Autonomous Vehicle Communications: Who will Win the Prize?


Source : Mouser Electronics

The Internet of Things is certainly creating competition for the mantle of connecting “everything, everywhere, all the time”. The cellular industry is pitted against Low-Power Wide Area Networks (LPWANs) for IoT connectivity in general, to which now must be the government’s plan for Intelligent Transportation Systems (ITS). As always, to see why the ITS market is so important, you need to follow the money.

IoT is nothing if the billions of devices that form the core of IoT cannot connect to the outside world. Thus, the purveyors of the communications solution(s), hoping to overtake the tipping point of IoT market share, stand to make a bundle. LPWANs are one example where market share for IoT communications is possible, and another is the cellular industry (that is, wireless carriers). If LPWANs can be deployed fast enough, they should be able to retain a considerable share of this business even after the wireless industry later widely deploys its own IoT-centric capabilities. The IoT market includes IoT in the automotive industry, of course.

A similar situation exists in the world of ITS in which autonomous vehicles must be connected wirelessly to each other and to roadside sensors and other sources of input. In a rare moment of clairvoyance, the Federal Communications Commission, working with its counterparts in the European Union, set aside 75 MHz of bandwidth at 5.9 GHz in 1999 specifically for this purpose. Based on the IEEE 1609 Wireless Access in Vehicular Environment (WAVE) protocol and the European Telecommunications Standards Institute (ETSI) TC-ITS standards, it ultimately became known as IEEE 802.11p or Dedicated Short-Range Communications (DSRC).

That was 17 years ago, when cellular standards were entering their second generation, and plenty has transpired since then. Now, as we slide into the waning years of the fourth generation (4G), the cellular industry is about to embark on the most ambitious transformation in its history: 5G. The intention for 5G is to engulf all things connectable, including vehicles, placing itself in direct competition with the aforementioned IEEE 802.11p.

Unlike the LPWAN-versus-cellular contest however, the deck isn’t stacked so formidably in 5G’s favor, since 802.11p was created specifically for Vehicle-to-Vehicle (V2V) and Vehicle-to-Infrastructure (V2I) applications, which are collectively dubbed “V2X.” V2X also has been many years in the making, has been thoroughly tested, is essentially ready for deployment, and has massive support in automotive, telecommunications, consumer electronics, and other industries. Additionally, it will take 5G years before the cellular industry can reach the same level of “vetting” that 802.11p has today. The logical conclusion is that 5G will not be the communications conduit of choice for the transportation industry. However, the downside of 802.11p is that it concentrates primarily on safety applications, although others are at least considered.
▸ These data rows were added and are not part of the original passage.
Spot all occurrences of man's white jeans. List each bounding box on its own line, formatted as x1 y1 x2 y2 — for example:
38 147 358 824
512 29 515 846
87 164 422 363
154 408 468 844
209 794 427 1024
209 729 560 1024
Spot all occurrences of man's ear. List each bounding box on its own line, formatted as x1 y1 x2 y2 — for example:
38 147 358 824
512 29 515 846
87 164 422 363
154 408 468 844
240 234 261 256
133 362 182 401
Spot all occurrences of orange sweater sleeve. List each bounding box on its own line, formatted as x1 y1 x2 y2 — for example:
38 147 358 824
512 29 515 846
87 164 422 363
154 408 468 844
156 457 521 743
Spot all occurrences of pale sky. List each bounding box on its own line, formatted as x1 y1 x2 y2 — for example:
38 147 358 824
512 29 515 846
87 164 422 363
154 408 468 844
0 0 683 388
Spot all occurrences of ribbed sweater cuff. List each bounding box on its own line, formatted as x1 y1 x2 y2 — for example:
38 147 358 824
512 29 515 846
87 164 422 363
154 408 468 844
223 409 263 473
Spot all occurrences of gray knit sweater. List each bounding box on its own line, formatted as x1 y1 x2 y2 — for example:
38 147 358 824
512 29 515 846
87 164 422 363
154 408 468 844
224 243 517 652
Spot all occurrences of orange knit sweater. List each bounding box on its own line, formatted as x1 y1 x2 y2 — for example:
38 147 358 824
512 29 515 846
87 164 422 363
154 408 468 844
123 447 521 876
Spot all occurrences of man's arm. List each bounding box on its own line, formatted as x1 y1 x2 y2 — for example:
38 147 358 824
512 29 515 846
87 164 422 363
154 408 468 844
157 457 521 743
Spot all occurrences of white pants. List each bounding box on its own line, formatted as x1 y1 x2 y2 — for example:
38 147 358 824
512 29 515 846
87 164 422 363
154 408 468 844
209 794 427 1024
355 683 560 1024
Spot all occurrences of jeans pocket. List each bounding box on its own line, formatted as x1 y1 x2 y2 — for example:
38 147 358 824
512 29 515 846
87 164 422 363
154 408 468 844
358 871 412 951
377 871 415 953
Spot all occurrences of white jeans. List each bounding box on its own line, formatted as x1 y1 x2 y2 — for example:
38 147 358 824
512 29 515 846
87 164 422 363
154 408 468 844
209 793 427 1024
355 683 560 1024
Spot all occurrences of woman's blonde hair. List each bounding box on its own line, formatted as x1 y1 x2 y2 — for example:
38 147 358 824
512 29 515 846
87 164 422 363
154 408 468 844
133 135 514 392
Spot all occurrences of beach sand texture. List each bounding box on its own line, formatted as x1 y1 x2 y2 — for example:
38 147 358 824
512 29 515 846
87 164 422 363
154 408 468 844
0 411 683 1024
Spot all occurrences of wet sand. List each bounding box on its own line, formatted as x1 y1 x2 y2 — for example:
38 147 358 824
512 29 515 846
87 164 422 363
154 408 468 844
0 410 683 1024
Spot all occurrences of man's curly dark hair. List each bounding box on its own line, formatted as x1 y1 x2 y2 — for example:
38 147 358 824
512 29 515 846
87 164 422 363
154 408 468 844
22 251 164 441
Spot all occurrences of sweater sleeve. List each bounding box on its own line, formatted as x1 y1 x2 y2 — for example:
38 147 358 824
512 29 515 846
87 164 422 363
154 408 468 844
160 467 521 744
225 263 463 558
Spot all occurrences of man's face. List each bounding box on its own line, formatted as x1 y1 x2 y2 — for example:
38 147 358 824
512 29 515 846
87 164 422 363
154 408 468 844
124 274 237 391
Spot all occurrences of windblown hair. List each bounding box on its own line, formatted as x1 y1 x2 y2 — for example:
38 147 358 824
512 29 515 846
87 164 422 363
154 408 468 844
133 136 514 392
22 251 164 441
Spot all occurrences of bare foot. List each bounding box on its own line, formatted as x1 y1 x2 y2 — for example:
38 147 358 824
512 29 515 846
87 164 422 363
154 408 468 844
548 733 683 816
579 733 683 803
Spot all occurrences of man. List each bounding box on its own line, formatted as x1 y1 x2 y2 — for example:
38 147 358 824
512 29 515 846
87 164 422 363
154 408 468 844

Nevertheless, we are far from a “game-over” scenario in which 802.11p is the clear winner. The Third Generation Partnership Project (3GPP) that administers all things cellular just finalized its latest set of standards (Release 13) called “LTE Advanced Pro” or “4.5G” in July and IoT is prolific within those standards, including narrowband IOT (NB-IOT) dedicated specifically to meet IoT requirements. Release 14 that incorporates what its champions call “Cellular V2X (C-V2X)” may be ready sometime next year, and the first glimpse of what 5G should look like will appear in 2018 with Release 15 of the standard. The cellular industry is not ceding victory to 802.11p.

There are pros and cons for each of these contenders for automotive connectivity and IoT, a.k.a. V2X, and as in the competition with LPWAN, it is far too soon to determine which of these will claim the automotive IoT market. Since the transportation industry is highly regulated with regard to safety, especially, let us hope we have learned from the past. One standard would be more than nice, and this lesson was supposedly learned in 1970 on the Apollo 13 and again in the film about the incident in 1995. Different standards in CO2 absorber canisters made one round and another square for the lunar module and the service module in this mission. When the service module blew a hole it’s side, the crew was forced into the lunar module, and scavenging parts from the service module were a brilliant idea but exceedingly difficult to accomplish because you cannot fit a square peg in a round hole. (Literally, the lunar module needed round canisters and the service module had square ones.) But mankind has learned this lesson of how important it is to have matching standards. If the mission were to be aborted, they would just not use the “less important” lunar module, so there was no need to comply with the same standards as the service module. Yes, mankind has learned his lesson, thanks to Apollo 13.

As Pollyanna might say it, “Human kind will deliver one standard for automobile communication regardless of whether the purpose is strictly for safety or for entertainment, right?”